We believe all Americans should take a moment or two to reflect on how close we came to losing the American Way when the evil aliens attacked that time, and only a handful of heroes -- like Will Smith and Jeff Goldblum and President Bill Paxton -- had the guts and brains to win that terrible war for independence. Hats off to them, and to AMC for all the good work. Let us never forget.
GOOD. The sports highlight of the weekend was Venus Williams's come-from-behind victory in the longest Ladies Final in the history of Wimbledon. Repeatedly on the edge of defeat, she simply refused to lose and then gave us the additional gift of a victory celebration so joyous and delightful that the memory of it brings smiles even now. Congratulations to a true class act.
BAD. The word doesn't do justice to MTV's coverage of Live8. It has to be supplemented with others: incompetent, self-indulgent, venal, embarrassing, shallow, and boring. If there's any justice in the media world, this very worst of all cable networks, and its slum companion VH1, will soon depart the stage it has disgraced and degraded for at least the past decade, and the ascendant power of the internet will speedily reduce it to an awful memory.

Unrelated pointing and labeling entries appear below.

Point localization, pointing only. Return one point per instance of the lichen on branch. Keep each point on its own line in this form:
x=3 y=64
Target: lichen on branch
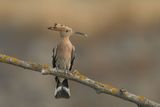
x=76 y=76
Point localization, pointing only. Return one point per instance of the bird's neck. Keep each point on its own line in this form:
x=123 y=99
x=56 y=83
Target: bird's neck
x=65 y=39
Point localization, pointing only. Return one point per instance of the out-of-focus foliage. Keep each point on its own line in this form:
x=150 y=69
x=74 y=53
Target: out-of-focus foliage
x=123 y=49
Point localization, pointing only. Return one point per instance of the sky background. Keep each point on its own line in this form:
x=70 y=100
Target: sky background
x=123 y=49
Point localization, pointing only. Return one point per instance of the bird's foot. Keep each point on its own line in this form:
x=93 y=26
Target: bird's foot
x=56 y=69
x=66 y=71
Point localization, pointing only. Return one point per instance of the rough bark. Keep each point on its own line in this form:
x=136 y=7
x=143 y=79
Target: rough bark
x=76 y=76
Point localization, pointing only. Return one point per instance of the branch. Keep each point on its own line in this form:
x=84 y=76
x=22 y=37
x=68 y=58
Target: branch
x=77 y=77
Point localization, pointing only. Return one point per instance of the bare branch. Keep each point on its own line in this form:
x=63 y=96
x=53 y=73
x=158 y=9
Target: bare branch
x=76 y=76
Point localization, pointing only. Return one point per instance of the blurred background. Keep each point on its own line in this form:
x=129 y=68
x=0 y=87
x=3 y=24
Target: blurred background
x=123 y=49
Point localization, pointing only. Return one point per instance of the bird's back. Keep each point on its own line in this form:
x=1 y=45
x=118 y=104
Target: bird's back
x=64 y=51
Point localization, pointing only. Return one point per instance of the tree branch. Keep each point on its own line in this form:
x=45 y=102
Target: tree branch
x=76 y=76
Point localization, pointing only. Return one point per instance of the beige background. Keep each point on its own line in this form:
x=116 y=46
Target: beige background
x=123 y=49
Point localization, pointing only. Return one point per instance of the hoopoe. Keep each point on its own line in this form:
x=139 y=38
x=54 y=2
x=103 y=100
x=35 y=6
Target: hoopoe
x=63 y=58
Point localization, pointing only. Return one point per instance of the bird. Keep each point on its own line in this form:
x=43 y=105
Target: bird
x=63 y=58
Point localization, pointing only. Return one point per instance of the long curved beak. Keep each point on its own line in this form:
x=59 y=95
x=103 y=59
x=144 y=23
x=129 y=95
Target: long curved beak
x=81 y=34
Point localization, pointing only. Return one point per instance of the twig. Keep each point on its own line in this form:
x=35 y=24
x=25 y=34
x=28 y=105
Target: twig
x=76 y=76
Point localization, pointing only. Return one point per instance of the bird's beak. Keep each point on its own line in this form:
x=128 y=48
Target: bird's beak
x=56 y=28
x=81 y=34
x=51 y=28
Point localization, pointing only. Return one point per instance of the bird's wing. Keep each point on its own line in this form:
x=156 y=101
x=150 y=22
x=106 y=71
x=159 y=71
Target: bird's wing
x=72 y=57
x=54 y=59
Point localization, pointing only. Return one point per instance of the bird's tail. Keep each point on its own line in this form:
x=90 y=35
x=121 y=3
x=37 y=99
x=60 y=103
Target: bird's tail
x=62 y=89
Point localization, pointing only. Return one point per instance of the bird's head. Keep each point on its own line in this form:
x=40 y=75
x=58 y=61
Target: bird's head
x=64 y=30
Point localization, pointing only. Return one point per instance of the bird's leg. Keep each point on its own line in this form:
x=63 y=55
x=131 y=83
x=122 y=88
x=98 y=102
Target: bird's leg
x=66 y=71
x=56 y=69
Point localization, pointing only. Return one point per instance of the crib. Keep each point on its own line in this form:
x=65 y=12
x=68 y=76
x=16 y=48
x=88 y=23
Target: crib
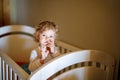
x=16 y=42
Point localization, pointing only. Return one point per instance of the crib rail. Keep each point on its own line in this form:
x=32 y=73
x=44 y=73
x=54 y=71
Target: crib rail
x=65 y=48
x=9 y=70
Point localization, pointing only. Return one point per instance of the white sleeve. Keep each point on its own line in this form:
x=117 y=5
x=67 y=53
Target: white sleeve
x=34 y=61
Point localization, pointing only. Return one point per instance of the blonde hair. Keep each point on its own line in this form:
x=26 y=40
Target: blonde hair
x=43 y=26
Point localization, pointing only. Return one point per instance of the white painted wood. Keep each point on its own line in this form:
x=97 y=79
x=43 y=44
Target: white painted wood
x=76 y=57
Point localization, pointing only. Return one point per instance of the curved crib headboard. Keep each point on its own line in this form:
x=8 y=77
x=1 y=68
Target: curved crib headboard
x=17 y=41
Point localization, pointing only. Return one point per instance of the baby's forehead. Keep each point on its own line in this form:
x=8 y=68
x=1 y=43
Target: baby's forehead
x=50 y=31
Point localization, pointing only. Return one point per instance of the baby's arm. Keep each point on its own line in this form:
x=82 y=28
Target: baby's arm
x=34 y=61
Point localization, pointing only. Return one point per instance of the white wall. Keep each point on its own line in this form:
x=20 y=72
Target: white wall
x=91 y=24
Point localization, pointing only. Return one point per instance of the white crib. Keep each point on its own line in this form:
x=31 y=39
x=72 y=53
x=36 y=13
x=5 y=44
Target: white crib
x=16 y=42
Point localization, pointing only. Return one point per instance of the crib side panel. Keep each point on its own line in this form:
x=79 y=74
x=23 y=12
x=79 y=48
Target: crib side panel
x=9 y=70
x=65 y=47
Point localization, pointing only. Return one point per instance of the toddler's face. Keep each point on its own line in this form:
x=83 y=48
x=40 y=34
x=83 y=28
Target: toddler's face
x=47 y=37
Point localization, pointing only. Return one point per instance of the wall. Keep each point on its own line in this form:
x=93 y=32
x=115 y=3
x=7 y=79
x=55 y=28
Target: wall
x=87 y=24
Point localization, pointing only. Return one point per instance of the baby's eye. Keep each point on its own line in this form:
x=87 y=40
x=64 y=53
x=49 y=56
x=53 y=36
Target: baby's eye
x=43 y=35
x=51 y=36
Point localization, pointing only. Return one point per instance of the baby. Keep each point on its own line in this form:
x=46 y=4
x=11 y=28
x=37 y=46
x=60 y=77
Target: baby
x=45 y=35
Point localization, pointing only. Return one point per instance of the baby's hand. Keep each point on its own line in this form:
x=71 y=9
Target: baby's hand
x=44 y=52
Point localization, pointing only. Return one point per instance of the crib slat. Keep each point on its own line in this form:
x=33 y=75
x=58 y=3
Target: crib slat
x=0 y=69
x=15 y=76
x=7 y=72
x=3 y=64
x=11 y=74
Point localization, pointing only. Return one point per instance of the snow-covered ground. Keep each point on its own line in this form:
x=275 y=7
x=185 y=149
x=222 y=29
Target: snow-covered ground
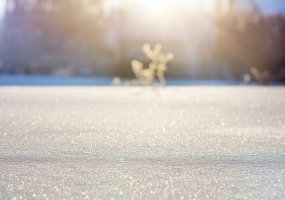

UGLY. Some elements of the crazy left are so vicious and repellent that even a liberal or two will speak up to denounce them. We congratulate the blogger who decided that the egomaniacal law professor Brian Leiter needed to be taken down a peg or three. (HT to Glenn Reynolds.) Here's a sample of his thoughtful analysis.
I said a long time ago that the current Democratic leadership was actively harming the poor by failing to become an effective force in arguing for their interests. The wealthy and comfortable apparachniks of the Party, and the tenured supporters of the party like Leiter, live well while the poor and near-poor struggle.
If they were doing their jobs - if they were building a powerful and effective force for progressive values in this country - no one would mind that they were doing well by doing good. But the reality is that they are marching the Democratic Party off a cliff, and their arrogant blindness - and the fact that they revel in their arrogance - is one of the main reasons. Not only does it drive away what Leiter calls the "brainwashed" "cowed" and "fooled" by it's affect, but it leads to a myopia and unwillingness to change, react, and cope with the reality that is far from "easy." So we get bad people expounding bad politics.
Brian Leiter is a cliche, and he has almost nothing original to say. But it's still worthwhile to put people like him in the spotlight once in a while to remind us that the Howard Deans and Tedd Kennedys are standing atop the shoulders of a vast army of arrogant twits.
UGLIER. Ward Churchill:
"For those of you who do, as a matter of principle, oppose war in any form, the idea of supporting a conscientious objector who's already been inducted and has combat service in Iraq might have a certain appeal.
"But let me ask you this: Would you render the same support to someone who hadn't conscientiously objected, but rather instead rolled a grenade under the line officer in order to neutralize the combat capacity of a unit - that kind of resistance?"
Churchill's comments stop short of advocating fragging. But he tells the audience that fragging was a major factor in destroying American effectiveness in Vietnam.I wonder how the mass media would react if a conservative called on college students to start fragging their America-hating professors.
Well, I don't really wonder. I just kind of yearn.
JUST PLAIN WEIRD. Can anybody help me figure this one out?
What were you thinking when you put on that necklace? Laurie? LAURIE?
I'll be waiting right here for your explanations.